Una de las historias que más me gustan es la lección que Jesús da en la barca a Pedro y a sus discípulos. Es también una excelente analogía de cómo en ocasiones tememos y creemos imposible, lo que para Dios es posible. Cosa que puede sucedernos incluso dentro del área de los negocios: Ese nuevo cliente, un crecimiento a otro nivel que hemos estado anhelando o simplemente iniciar. La historia acerca del caminar sobre las aguas, nos muestra aunque no veamos lo que hay más allá de la neblina confíemos y vayamos hacía Jesús. Ello nos conducirá a resultados sobrenaturales que van más allá de la lógica o la razón.

‘’ -Si, ven -dijo Jesús.  Entonces Pedro se bajó por el costado de la barca y caminó sobre el agua hacia Jesús.’’

(Mateo 14:29 NTV).

4- Actuar a pesar del miedo:

El 87% de los mexicanos considera el miedo al fracaso como el mayor obstáculo que les impide animarse a emprender un negocio, de acuerdo a CNN Expansión y el Reporte Global de Emprendedores 2015.

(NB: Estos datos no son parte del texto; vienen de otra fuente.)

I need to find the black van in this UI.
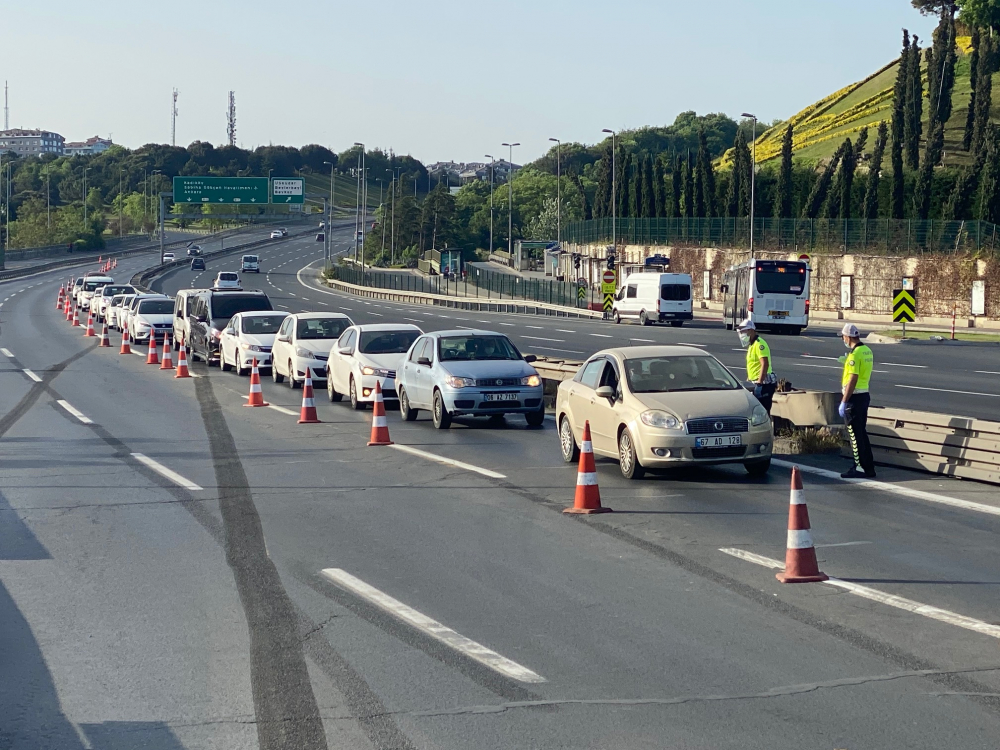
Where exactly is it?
[187,289,274,363]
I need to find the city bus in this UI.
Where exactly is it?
[720,260,810,335]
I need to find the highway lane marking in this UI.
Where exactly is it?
[389,443,507,479]
[321,568,545,683]
[719,547,1000,638]
[896,383,1000,398]
[132,453,204,492]
[771,458,1000,516]
[56,399,94,424]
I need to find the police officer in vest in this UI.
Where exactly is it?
[737,318,778,414]
[839,323,875,479]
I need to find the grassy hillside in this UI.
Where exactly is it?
[744,37,984,165]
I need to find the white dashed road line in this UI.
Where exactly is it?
[322,568,545,683]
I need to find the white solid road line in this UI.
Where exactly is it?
[719,548,1000,638]
[322,568,545,682]
[771,458,1000,516]
[56,399,94,424]
[896,383,1000,398]
[389,443,507,479]
[132,453,204,492]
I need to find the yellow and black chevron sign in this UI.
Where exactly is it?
[892,289,917,323]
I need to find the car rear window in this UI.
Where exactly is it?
[358,329,420,354]
[295,318,351,339]
[440,336,521,362]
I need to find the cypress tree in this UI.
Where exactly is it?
[861,120,889,221]
[774,125,794,219]
[669,154,683,217]
[653,156,667,219]
[962,28,979,151]
[802,146,844,219]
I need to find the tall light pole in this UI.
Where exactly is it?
[486,154,496,253]
[601,128,618,253]
[500,143,521,258]
[549,138,562,248]
[743,112,757,260]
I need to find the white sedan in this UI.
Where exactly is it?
[219,312,288,375]
[326,323,423,409]
[271,313,354,388]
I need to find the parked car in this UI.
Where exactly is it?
[326,323,423,409]
[396,329,545,429]
[271,313,354,388]
[219,311,288,375]
[556,346,773,479]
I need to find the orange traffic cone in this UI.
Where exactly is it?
[160,333,174,370]
[243,357,270,406]
[146,329,160,365]
[299,367,320,424]
[174,344,191,378]
[563,420,611,514]
[776,466,829,583]
[368,380,392,445]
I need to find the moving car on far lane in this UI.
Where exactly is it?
[271,313,354,388]
[326,323,423,409]
[556,346,773,479]
[396,329,545,429]
[219,312,288,375]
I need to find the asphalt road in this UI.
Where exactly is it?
[0,232,1000,750]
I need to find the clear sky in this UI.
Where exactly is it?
[0,0,934,162]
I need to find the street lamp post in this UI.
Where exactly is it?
[500,143,521,258]
[549,138,562,249]
[743,112,757,260]
[601,128,618,253]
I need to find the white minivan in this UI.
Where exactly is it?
[612,271,694,328]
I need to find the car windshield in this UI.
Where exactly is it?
[625,355,740,393]
[295,318,351,339]
[358,329,420,354]
[440,336,521,362]
[242,315,288,334]
[139,299,174,315]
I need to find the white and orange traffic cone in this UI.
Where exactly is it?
[243,357,270,406]
[368,380,392,445]
[299,367,320,424]
[174,344,191,378]
[160,333,174,370]
[776,466,829,583]
[563,420,611,514]
[146,328,160,365]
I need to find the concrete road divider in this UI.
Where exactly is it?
[775,466,828,583]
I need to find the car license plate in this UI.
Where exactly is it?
[695,435,743,448]
[483,393,517,401]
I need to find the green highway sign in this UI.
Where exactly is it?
[271,177,306,203]
[174,177,269,204]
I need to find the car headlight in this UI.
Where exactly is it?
[444,375,476,388]
[639,409,681,430]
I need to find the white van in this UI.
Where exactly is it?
[612,272,694,328]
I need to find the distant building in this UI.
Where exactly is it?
[64,135,114,156]
[0,128,66,156]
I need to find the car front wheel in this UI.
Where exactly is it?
[618,427,646,479]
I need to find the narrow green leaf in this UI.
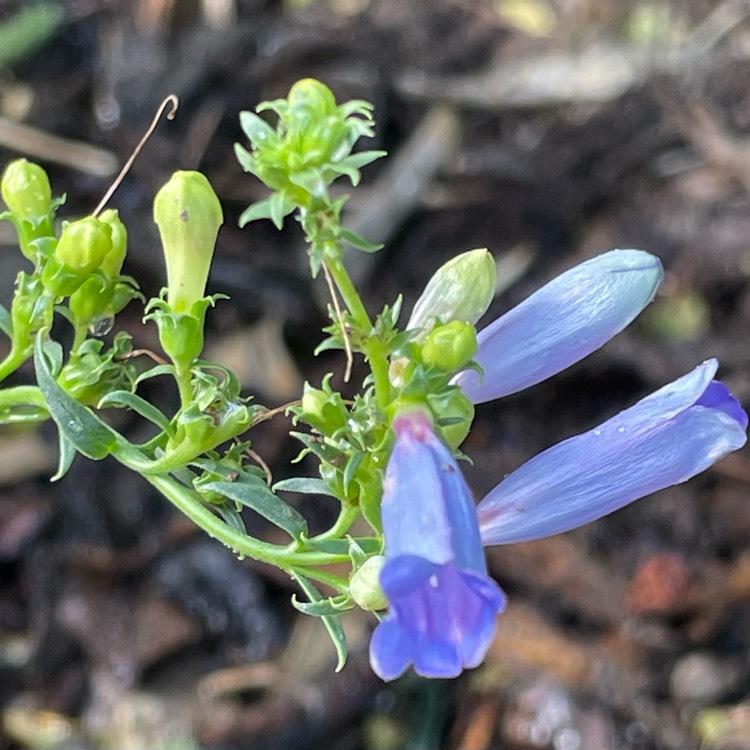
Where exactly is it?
[34,333,119,460]
[292,570,348,672]
[97,391,174,436]
[341,228,383,253]
[292,594,354,617]
[201,474,307,539]
[50,430,76,482]
[273,477,336,497]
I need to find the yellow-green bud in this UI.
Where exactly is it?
[287,78,336,117]
[406,248,496,340]
[349,555,388,612]
[0,159,52,219]
[301,383,346,435]
[154,172,224,313]
[421,320,477,372]
[99,208,128,279]
[55,216,112,274]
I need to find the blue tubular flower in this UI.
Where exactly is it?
[477,359,748,545]
[454,250,663,404]
[370,411,505,680]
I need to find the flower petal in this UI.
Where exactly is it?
[388,411,487,573]
[477,360,747,544]
[454,250,663,404]
[370,555,505,680]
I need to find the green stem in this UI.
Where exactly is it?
[0,342,31,382]
[326,256,392,410]
[174,365,193,409]
[144,474,349,571]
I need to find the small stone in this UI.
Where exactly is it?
[669,652,741,705]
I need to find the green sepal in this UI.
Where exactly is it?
[198,473,307,539]
[291,570,349,672]
[97,390,174,437]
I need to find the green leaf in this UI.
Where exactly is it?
[292,570,348,672]
[97,391,174,437]
[292,594,354,617]
[337,151,388,169]
[134,365,174,385]
[50,431,76,482]
[34,332,124,462]
[273,477,336,497]
[340,227,383,253]
[200,474,307,539]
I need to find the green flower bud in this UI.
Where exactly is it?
[427,388,474,450]
[55,216,112,275]
[0,159,52,219]
[300,383,346,435]
[287,78,337,117]
[421,320,477,372]
[154,172,224,313]
[406,248,496,340]
[99,208,128,279]
[349,555,388,612]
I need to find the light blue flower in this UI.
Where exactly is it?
[370,250,748,679]
[454,250,663,404]
[477,359,748,545]
[370,410,505,680]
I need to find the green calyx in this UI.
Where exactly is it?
[421,320,477,373]
[406,248,496,339]
[0,159,52,221]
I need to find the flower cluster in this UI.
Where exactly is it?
[370,250,748,680]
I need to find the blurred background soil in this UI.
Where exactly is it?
[0,0,750,750]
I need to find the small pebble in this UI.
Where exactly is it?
[670,652,741,705]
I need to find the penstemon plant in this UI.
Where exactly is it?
[0,80,748,680]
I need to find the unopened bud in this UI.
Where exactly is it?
[406,248,496,339]
[55,216,112,274]
[427,388,474,450]
[421,320,477,372]
[0,159,52,219]
[349,555,388,612]
[99,208,128,279]
[154,171,224,313]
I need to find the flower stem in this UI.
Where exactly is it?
[325,258,391,410]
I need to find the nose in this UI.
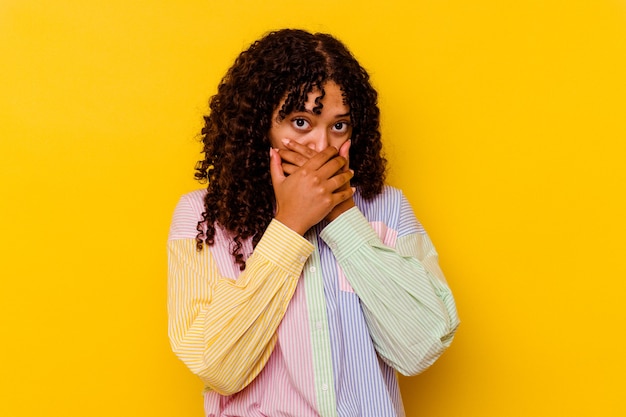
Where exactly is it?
[306,128,330,152]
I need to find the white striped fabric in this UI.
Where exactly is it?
[168,187,459,417]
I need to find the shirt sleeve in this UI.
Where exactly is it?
[168,195,314,395]
[321,200,459,375]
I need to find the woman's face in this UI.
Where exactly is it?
[269,81,352,152]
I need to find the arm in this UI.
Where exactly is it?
[168,194,313,395]
[321,197,459,375]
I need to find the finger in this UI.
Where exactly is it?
[282,159,300,176]
[302,146,338,171]
[283,139,317,159]
[270,148,285,187]
[328,170,354,192]
[278,149,310,167]
[339,139,352,164]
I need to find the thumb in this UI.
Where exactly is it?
[339,139,352,171]
[270,148,285,186]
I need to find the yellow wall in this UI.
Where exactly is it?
[0,0,626,417]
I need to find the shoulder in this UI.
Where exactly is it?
[168,190,206,240]
[355,185,424,235]
[355,185,406,216]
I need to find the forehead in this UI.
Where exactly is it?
[305,81,350,109]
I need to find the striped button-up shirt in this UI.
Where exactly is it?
[168,186,459,417]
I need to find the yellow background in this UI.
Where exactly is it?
[0,0,626,417]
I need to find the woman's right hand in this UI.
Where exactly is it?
[270,141,354,235]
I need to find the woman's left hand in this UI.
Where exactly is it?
[278,140,354,222]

Una historia a la que me gusta remontarme cuando necesito actuar a pesar del miedo, es la historia de Moisés, quien se creía incapaz, quien se veía como menos o no capaz. Pero a quien Dios le dijo: No serán tus palabras, ni tu fuerza o valentía, sino yo hablando y obrando a través de ti:

Pero Moisés rogó al Señor:—Oh Señor, no tengo facilidad de palabra; nunca la tuve, ni siquiera ahora que tú me has hablado. Se me traba la lengua y se me enredan las palabras. Entonces el Señor le preguntó: —¿Quién forma la boca de una persona? ¿Quién decide que una persona hable o no hable, que oiga o no oiga, que vea o no vea? ¿Acaso no soy yo, el Señor? ¡Ahora ve! Yo estaré contigo cuando hables y te enseñaré lo que debes decir.

( Éxodo 4:10-12 NTV)

Finalmente Moisés liberó al pueblo de Egipto y su caminar a través de la fe impactó a generaciones y lo que hizo ha sido recordado por miles de años; Abraham bendijo a las naciones y tuvo una descendencia más innumerable que las estrellas y Jesús libró sus batallas en cuerpo y carne, a través del caminar con fe hacia posibilidades tan infinitas como la de su resurrección.

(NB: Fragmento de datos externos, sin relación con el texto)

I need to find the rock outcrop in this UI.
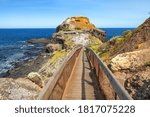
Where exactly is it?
[110,48,150,71]
[115,17,150,54]
[0,78,41,100]
[27,72,44,88]
[101,18,150,99]
[54,16,106,44]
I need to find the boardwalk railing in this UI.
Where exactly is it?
[38,47,81,100]
[86,48,132,100]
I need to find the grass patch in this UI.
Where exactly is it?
[144,61,150,66]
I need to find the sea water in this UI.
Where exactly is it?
[0,28,133,74]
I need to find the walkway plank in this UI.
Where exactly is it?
[62,49,104,100]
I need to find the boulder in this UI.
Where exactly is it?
[45,44,63,53]
[27,72,44,88]
[110,48,150,71]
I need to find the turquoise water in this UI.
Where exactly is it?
[0,28,133,74]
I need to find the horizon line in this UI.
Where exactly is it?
[0,27,137,29]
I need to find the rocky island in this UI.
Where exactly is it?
[0,16,106,100]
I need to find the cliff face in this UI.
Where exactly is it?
[118,17,150,53]
[54,16,106,42]
[106,18,150,99]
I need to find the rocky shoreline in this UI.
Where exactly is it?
[0,16,150,99]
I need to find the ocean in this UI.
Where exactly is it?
[0,28,134,74]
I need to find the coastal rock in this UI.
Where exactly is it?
[117,17,150,53]
[110,48,150,71]
[57,16,95,32]
[55,16,106,42]
[45,44,63,53]
[27,38,51,44]
[0,78,41,100]
[27,72,44,88]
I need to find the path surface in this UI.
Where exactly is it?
[62,50,104,100]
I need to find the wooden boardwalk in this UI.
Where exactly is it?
[62,49,104,100]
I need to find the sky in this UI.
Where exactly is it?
[0,0,150,28]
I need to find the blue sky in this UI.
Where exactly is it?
[0,0,150,28]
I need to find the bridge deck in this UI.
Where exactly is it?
[62,50,104,100]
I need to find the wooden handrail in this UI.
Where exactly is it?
[37,47,82,100]
[86,47,132,100]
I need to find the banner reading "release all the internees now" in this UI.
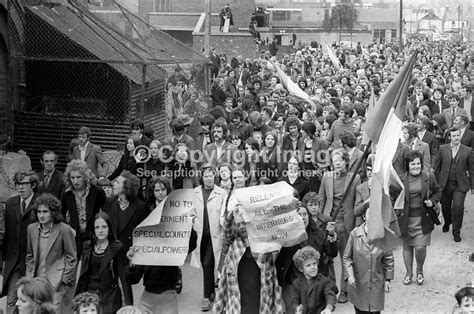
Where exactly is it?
[132,189,194,266]
[235,182,308,253]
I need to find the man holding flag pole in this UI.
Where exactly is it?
[318,51,418,304]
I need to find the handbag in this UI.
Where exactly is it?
[188,228,197,254]
[425,184,441,226]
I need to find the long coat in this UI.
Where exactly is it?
[26,222,77,291]
[104,196,149,251]
[76,240,125,314]
[319,171,360,233]
[342,223,394,311]
[191,185,227,271]
[213,238,283,313]
[398,173,442,236]
[61,184,106,252]
[2,194,37,297]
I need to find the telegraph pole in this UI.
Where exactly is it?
[398,0,403,52]
[458,5,462,42]
[204,0,211,55]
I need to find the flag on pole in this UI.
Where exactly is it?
[267,60,316,110]
[324,41,341,70]
[365,52,418,249]
[237,68,244,86]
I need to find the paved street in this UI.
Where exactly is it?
[1,194,474,314]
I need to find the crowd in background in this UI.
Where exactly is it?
[2,35,474,313]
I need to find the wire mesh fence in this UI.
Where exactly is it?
[8,0,207,172]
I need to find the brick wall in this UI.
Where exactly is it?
[193,33,259,60]
[139,0,255,28]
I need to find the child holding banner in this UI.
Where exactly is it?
[146,176,183,294]
[125,248,179,314]
[292,246,336,314]
[276,202,338,309]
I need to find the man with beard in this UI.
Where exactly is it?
[203,120,241,167]
[72,126,106,177]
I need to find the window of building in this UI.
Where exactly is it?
[273,11,291,21]
[153,0,171,12]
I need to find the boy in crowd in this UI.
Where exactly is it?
[292,246,336,314]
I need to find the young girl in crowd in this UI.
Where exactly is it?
[15,277,55,314]
[76,211,125,314]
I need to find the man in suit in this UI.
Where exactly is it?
[434,127,474,242]
[443,93,466,128]
[454,115,474,150]
[203,120,241,167]
[423,87,449,115]
[72,126,106,177]
[418,116,439,168]
[38,150,64,199]
[2,171,38,313]
[459,85,474,131]
[319,148,360,303]
[61,160,106,255]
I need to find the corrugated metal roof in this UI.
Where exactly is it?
[28,5,197,84]
[357,8,400,23]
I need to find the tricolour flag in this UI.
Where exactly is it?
[237,68,244,86]
[365,52,417,249]
[267,60,316,110]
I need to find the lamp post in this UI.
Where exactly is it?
[458,5,462,42]
[398,0,403,52]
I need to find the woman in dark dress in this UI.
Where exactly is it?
[213,210,283,314]
[76,212,125,314]
[398,151,441,285]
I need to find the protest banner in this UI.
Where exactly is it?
[235,182,308,253]
[132,189,194,266]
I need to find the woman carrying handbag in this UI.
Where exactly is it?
[76,211,125,314]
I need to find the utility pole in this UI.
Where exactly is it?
[398,0,403,52]
[458,5,462,42]
[204,0,211,55]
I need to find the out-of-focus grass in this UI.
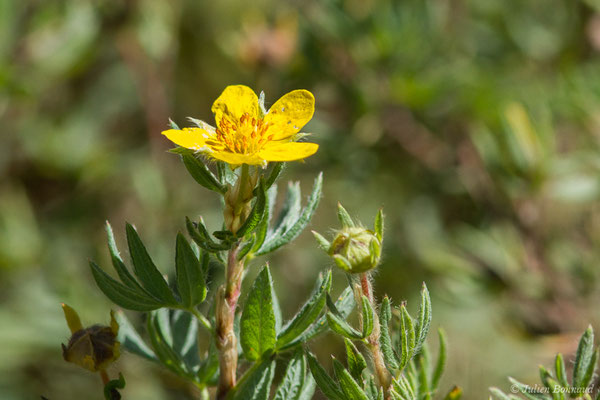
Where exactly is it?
[0,0,600,399]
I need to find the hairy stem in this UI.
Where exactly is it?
[216,244,244,399]
[353,272,392,399]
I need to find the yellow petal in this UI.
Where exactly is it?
[210,151,263,166]
[62,303,83,333]
[162,128,210,150]
[265,90,315,140]
[258,142,319,161]
[212,85,258,127]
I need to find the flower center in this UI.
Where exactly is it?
[216,113,273,154]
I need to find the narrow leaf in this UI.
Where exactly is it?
[181,154,227,194]
[273,350,306,400]
[337,202,354,228]
[379,296,398,369]
[126,224,177,305]
[277,271,331,349]
[175,233,206,308]
[306,352,346,400]
[573,326,594,388]
[90,261,163,311]
[240,266,276,360]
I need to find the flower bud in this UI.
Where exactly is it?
[62,303,120,372]
[313,204,383,274]
[328,227,381,274]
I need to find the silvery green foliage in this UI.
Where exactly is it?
[307,285,461,400]
[90,159,354,400]
[490,326,600,400]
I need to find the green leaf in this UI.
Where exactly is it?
[185,217,231,253]
[333,359,369,400]
[431,328,447,391]
[573,326,596,388]
[252,186,277,252]
[337,202,354,228]
[362,295,375,339]
[277,271,331,349]
[235,179,267,238]
[106,221,152,297]
[273,350,306,400]
[554,353,569,388]
[281,287,354,350]
[306,352,347,400]
[375,208,384,243]
[175,233,206,308]
[344,339,367,380]
[444,386,462,400]
[126,224,177,305]
[181,154,227,194]
[90,261,163,311]
[240,266,277,360]
[327,311,363,340]
[413,283,431,354]
[256,173,323,255]
[115,311,158,361]
[146,310,191,378]
[379,296,398,369]
[228,360,275,400]
[104,372,125,400]
[508,377,551,400]
[297,374,317,400]
[265,162,285,189]
[400,304,415,369]
[217,161,237,187]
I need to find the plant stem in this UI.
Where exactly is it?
[353,272,392,399]
[216,244,244,399]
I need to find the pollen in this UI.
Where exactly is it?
[216,113,273,154]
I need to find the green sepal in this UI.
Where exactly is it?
[337,202,355,228]
[181,154,227,194]
[240,265,277,361]
[125,223,177,306]
[235,178,267,238]
[90,261,164,311]
[175,233,206,308]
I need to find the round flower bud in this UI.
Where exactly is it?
[328,227,381,274]
[62,304,120,372]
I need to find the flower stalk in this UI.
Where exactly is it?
[352,271,392,399]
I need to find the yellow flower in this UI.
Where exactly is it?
[62,303,120,372]
[162,85,319,166]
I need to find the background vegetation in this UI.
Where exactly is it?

Todos vieron más allá de su comodidad, de su camino seguro y limitado. En términos más actuales, todos decidieron emprender y creer a Dios. Todos y cada uno de ellos con resultados extraordinarios que hasta hoy siguen impactando y transformando vidas. Vidas que hoy toman la decisión de FEemprender. De poner a Dios dentro de la ecuación y sus planes de negocio e impactar y bendecir la vida de millones de personas que deciden creer y encontrar una esperanza, no por lo que sale de tu boca, sino por lo que ven a través de tu vida.

¿Y tú qué opinas, has involucrado a Dios dentro de tu negocio y qué resultados te ha dado hacerlo?